On le surnomme Nounours, même s’il peut faire figure d’ours mal léché cause aux filles qui ne savent plus vraiment embrasser comme il faut. Grabowski le toulousain a animé jadis pas mal de groupes dans la ville rose, dont Félix la Putaragne. Le Grand bousier est, après un éponyme en 2003, son deuxième cédé en son nom propre. Les heurts et malheurs de la production font que le premier semble définitivement perdu, épuisé depuis des lustres. Dommage. Remarquez qu’on peut se jeter en toute confiance sur ce deuxième et sympathique opus. Si j’osais, je traiterai Grabowski de Brassens toulousain. Il en a tant la légèreté que la profondeur, la finesse d’écriture aussi. Je ferais même la comparaison avec Boby Lapointe. C’est dire si le titre du disque (qui signifie, en langage musicien, un grand orchestre de merde) est sans valeur, nul et non avenu. Mais ça a aussi d’autres usages, d’autres fonctions, et ça fait du reste une jolie chanson qui ouvre un disque de (grande) valeur au verbe si doux : « J’avais bu dans ton verre / Tu avais bu dans le mien / On s’est fait notre affaire / Jusqu’au petit matin / Le soleil s’en souvient ». Un petit bonheur…

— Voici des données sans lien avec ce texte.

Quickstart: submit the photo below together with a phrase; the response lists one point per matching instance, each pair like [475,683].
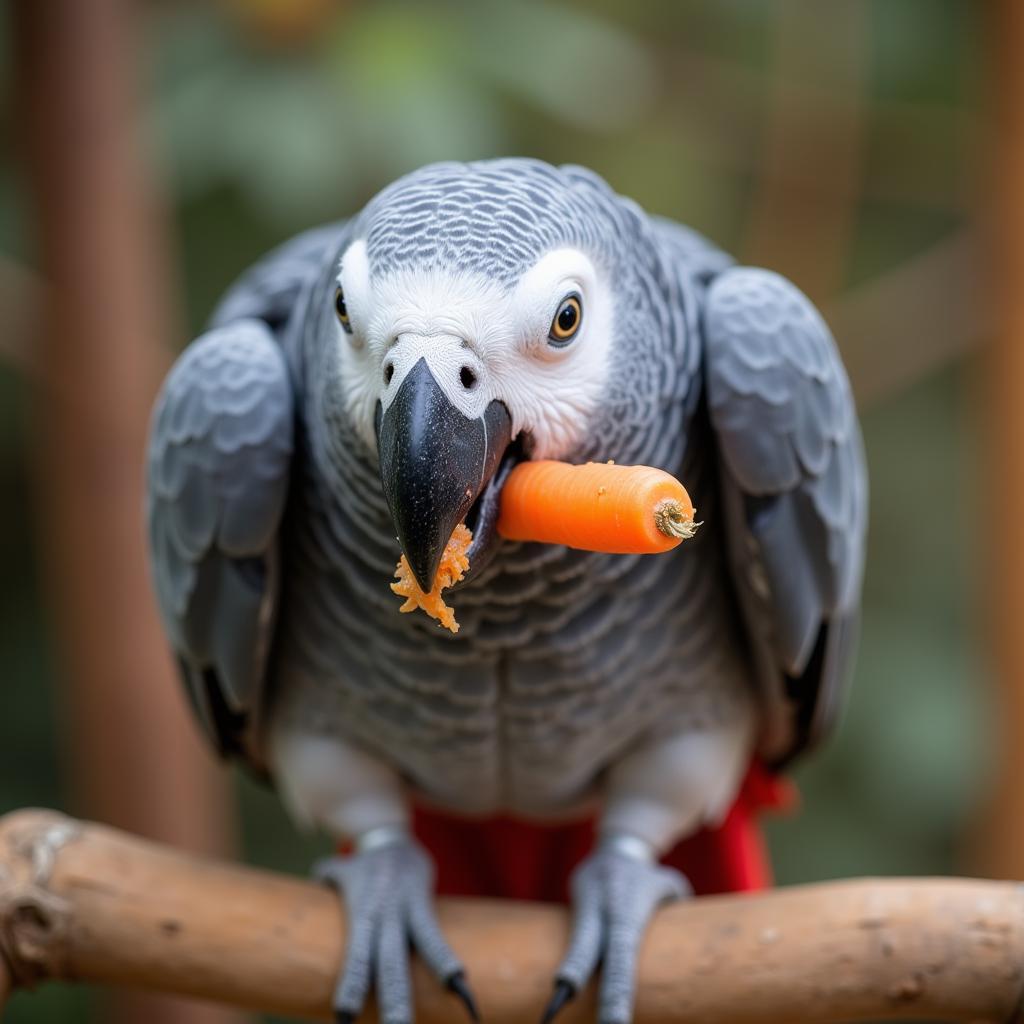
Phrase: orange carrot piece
[453,567]
[596,507]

François Gaillard / "On s'en fout"

(41’13) 2010, A Fleur de mots/Édito musiques/Rue Stendhal

http://fleur2mo.free.fr/Francois

Bon, sortir ce cédé de sa pochette relève de l’exploit, mais ça on s’en fout. C’était juste pour féliciter les experts ès pliage. Autant qu’on peut le faire de l’artiste, ce Gaillard-là qui ne cesse de bonifier à mesure qu’il prend de la bouteille, de l’assurance, du métier, de l’écriture. Qu’il gagne en colères. Je doute vraiment qu’on puisse se foutre d’ailleurs d’une telle galette. Au pire, irrités, courroucés, on déteste, mais ça ne peut guère laisser indifférent. De même qu’il traverse la scène à la rage, François Gaillard va d’un bout à l’autre de ce cédé pareillement. Adroitement (bien à gauche je veux dire) il joue aux quilles, il massacre. Pas de cadeau pour ceux qui nous gouvernent, pas non à ces Voisins du quartier d’en face, portrait au pinceau à poils durs de nous, de vous, peut-être de lui-même d’ailleurs. Ça décape. Même Renaud jalouserait cette chanson, dit-on. Pour un peu, ça ferait songer aux Font et Val d’antan : c’est mal barré pour la playlist d’Inter, ça. Tout est à l’émeri, à la peau de vache. Juste une de chamois pour polir Les Saintes vierges des bords de route, et encore… On en citerait bien d’autres des titres, à titre d’exemple, de pure édification. Car ce disque fera à l’évidence date. Qui peut s’en foutre ?

Cristine / "Hors-piste"

(45’08) 2009, Avel-Ouest

www.cristine.fr

 

Hors-piste peut-être, qui les brouille sans doute. Cristine se découvre en des tas de cartes, d’ambiances différentes. Si le premier titre fait songer à ces nanas ravageuses telle que pourrait nous le chanter une Charlotte Marin, très terre à terre et sous la couette, les autres nous suggèrent bien d’autres pistes, plus profondes sans doute. Sur Brest sous le tonnerre des bombes, ange déchu. Sur l’eau de pluie en une ode presque orientale, sur les blessures de l’amour, ou tentant un regard sur les enfermés, les internés. Sur le divorce et enfance oubliée. Même sur une belle au bois dormant en sdf. Beaucoup de tendresse, de spleen, univers poétique sur fond jazzy, un tantinet pop. Soulignée d’une harpe enchanteresse, parfois d’un violon inspiré. Sa bio situe Cristine entre Adèle Blanc-Sec et Philémon, Tardi et Fred. L’idée est séduisante qui recoupe un peu ses univers-là, l’un sec et nerveux, l’autre d’une immense poésie, onirique, au-dessus de tout, au-dessus du lot.